Introducing the Counter Canter in a Figure 8
To introduce the counter canter, you want to check to make sure your horse consistently does a correct lead departure and can make correct, calm lope circles in one half of your figure 8. Let's call that the bottom half. Done. The other half will be for the counter canter. We'll call that the top half.
Next, when you come to the center of the figure 8, your outside leg will become your inside leg as you lope around the top half of the figure 8 on the wrong lead. Keep that inside leg on your horse! Don't worry about the head, the german martingale will take care of that for you!
The horse might try to break to a trot, stutter stepping, dancing or whatever - it's ok, just keep going. Ride. Ride. Ride. After you've completed this first counter canter circle, go back to the bottom half of the figure 8 but now you will be on the correct lead again. This becomes a reward for the horse. You can practise your hip-in exercise in these bottom half circles as well. You can throw in a 2-tracking exercise to calm things down, if need be.
In the photo above, I'm watching Clinton Anderson in his lead change dvd initiate the counter canter in the middle of his figure 8. If your horse should stop, no problem. Just start again at the bottom half of the figure 8, get calm circles and ask for the counter canter again.
Calm, Collected Counter Canter (CCCC)
One counter canter circle to start, will turn into many. And in both directions. Why do we teach a horse to counter canter calmly? When we work on lead changes, it encourages the horse to change leads into the correct lead where it feels more comfortable. So changing leads becomes a reward for the horse. The counter canter makes it easy for the horse to understand this.

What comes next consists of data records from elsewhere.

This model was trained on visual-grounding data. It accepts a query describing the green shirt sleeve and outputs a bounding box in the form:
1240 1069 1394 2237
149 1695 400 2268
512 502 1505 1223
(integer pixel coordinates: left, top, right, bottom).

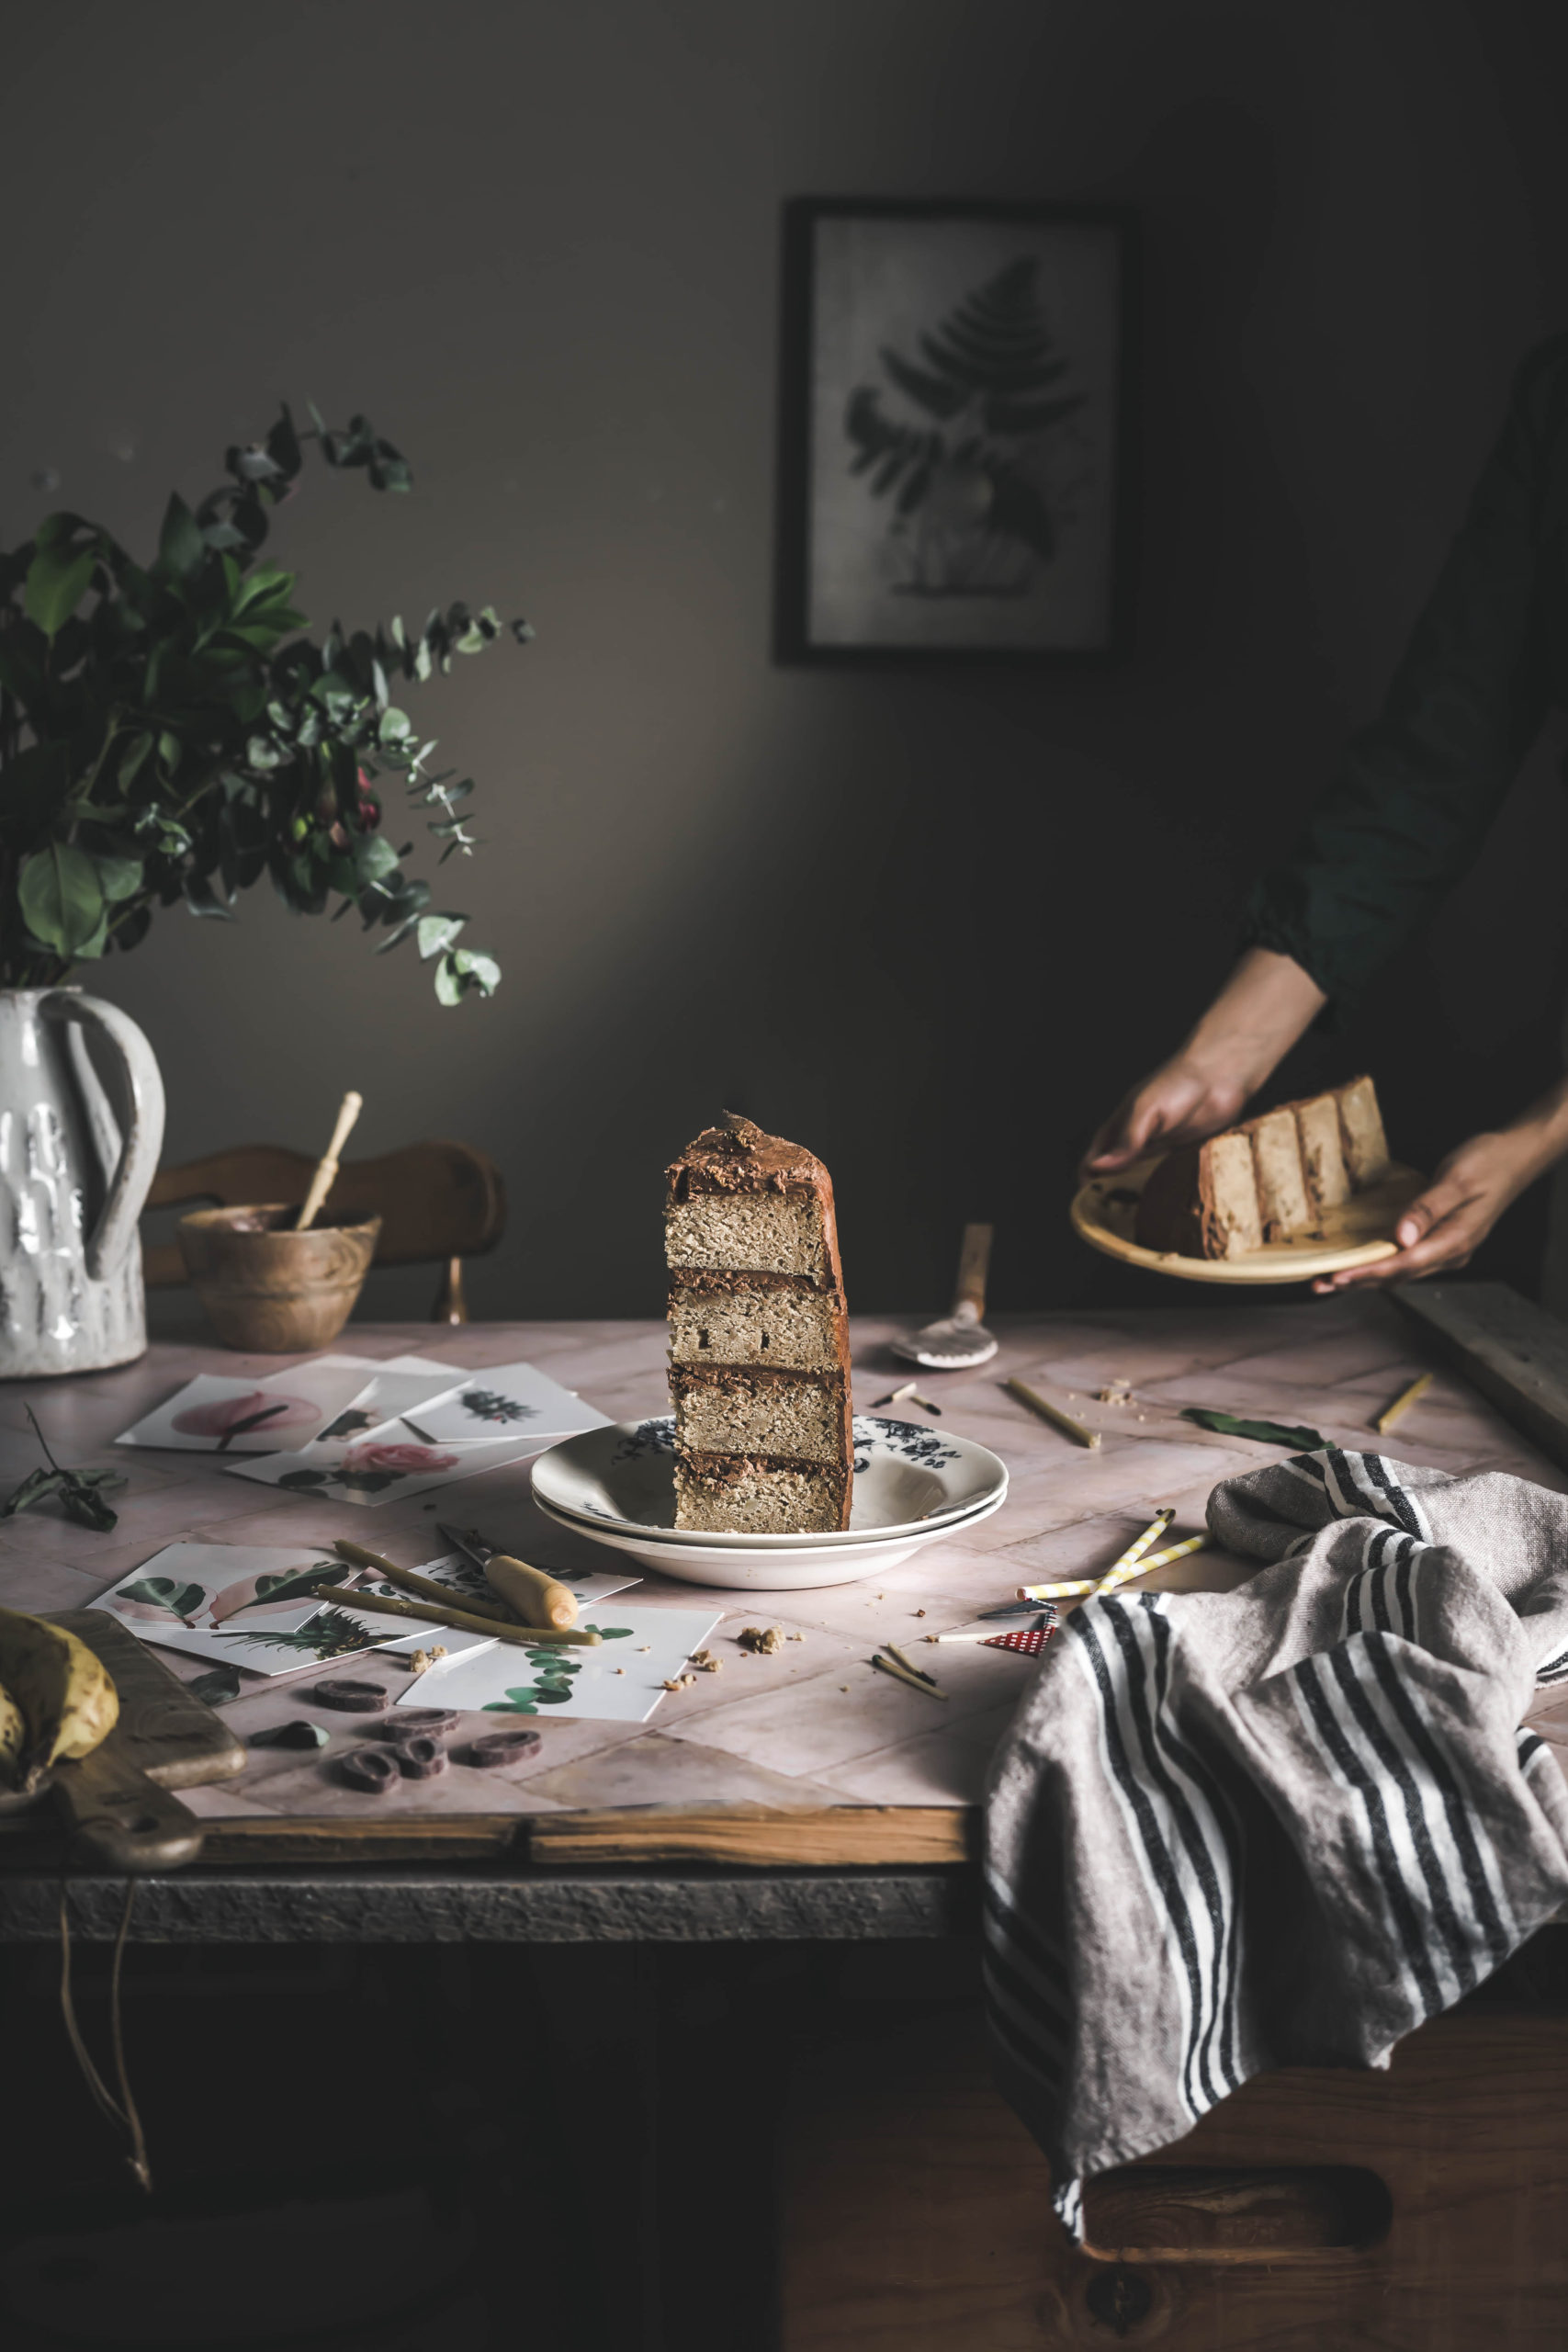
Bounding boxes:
1243 335 1568 1010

Signs that you know you are performing a counter canter calmly and correctly (which means you're ready to add a lead change in the counter canter circle):
1. The horse is soft, relaxed and confident. The horse is happy doing the counter canter.
2. The horse is not chargy, nervous or upset.
3. The horse isn't pulling on your hands. Or taking off. The horse is getting calmer, not worse.
4. The horse isn't changing gaits. Smooth and balanced.
5. The horse isn't doing an unscheduled lead change.
Next time, I will talk about doing a lead change in the counter canter figure 8 circle. It's just adding another piece.
Putting my spin on the calm, collected counter canter.